BY GAREN YEGPARIAN
As I read the most recent article in National Geographic Magazine’s (NGM) series about world population issues, I couldn’t help but wonder about our national numerical future.
The Republic of Armenia’s population is shrinking. This is a problem since no matter how much effort is expended on cultural/national preservation, nothing beats having a nation living together on its own land. This problem didn’t begin with the Genocide’s dispersal. Remember the significant communities we have had in Egypt, India, and Poland? But it certainly became critical as a consequence of the Genocide. Now, we have economic issues driving the depopulation of the statelets that we do have.
But one particular idea had me particularly worried, even more than about the broader depopulation issue. The topic NGM addressed was the positive aspects of dense urban population. Cities become centers of great human creativity and progress with relatively low environmental impact. Those cauldrons of human contact and interaction produce innovation and culture.

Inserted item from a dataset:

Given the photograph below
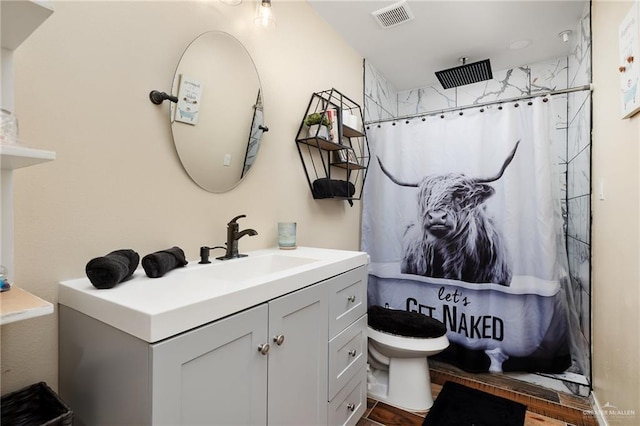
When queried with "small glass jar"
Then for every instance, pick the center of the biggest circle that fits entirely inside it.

So where does that leave us?
Modern cities are huge. And they often blend with one another. So what is really being discussed are metropolitan areas. Since RoA’s real population is (probably optimistically) 2.5 million, I looked up in Wikipedia how many urban areas have that much or more population: 154.
So if every Armenian living in the country were to reside in or around Yerevan, we’d be in 155th place as far as potential for developing our nation with our unique “flavor”. This is worrisome.
There comes a point, much like the critical mass needed for nuclear reactions to perpetuate, below which a country with too little population is no longer viable. How are we to compete on this kind of global scale? We’d better wise up and address this severe dual-problem— mere existence coupled with density based creativity.
Now complicate this with the broader concerns about the carrying capacity of the planet. Many people advocate population control. Why should we pay the price of someone else’s crime? How do we account and make up for the loss of 1.5 million people four generations ago? According to the U.S. Census Bureau, estimated world population was 1.8 billion in 1915. It is now almost four times that. Assuming our population had grown at the same rate, we’d have 6 million more Armenians on the planet, almost doubling what we have now. How does this get fixed?
There are a lot more questions above than I have answers for. I do know one thing. This is an issue that needs attention before it’s too late. Please start thinking about and discussing it, if you haven’t already.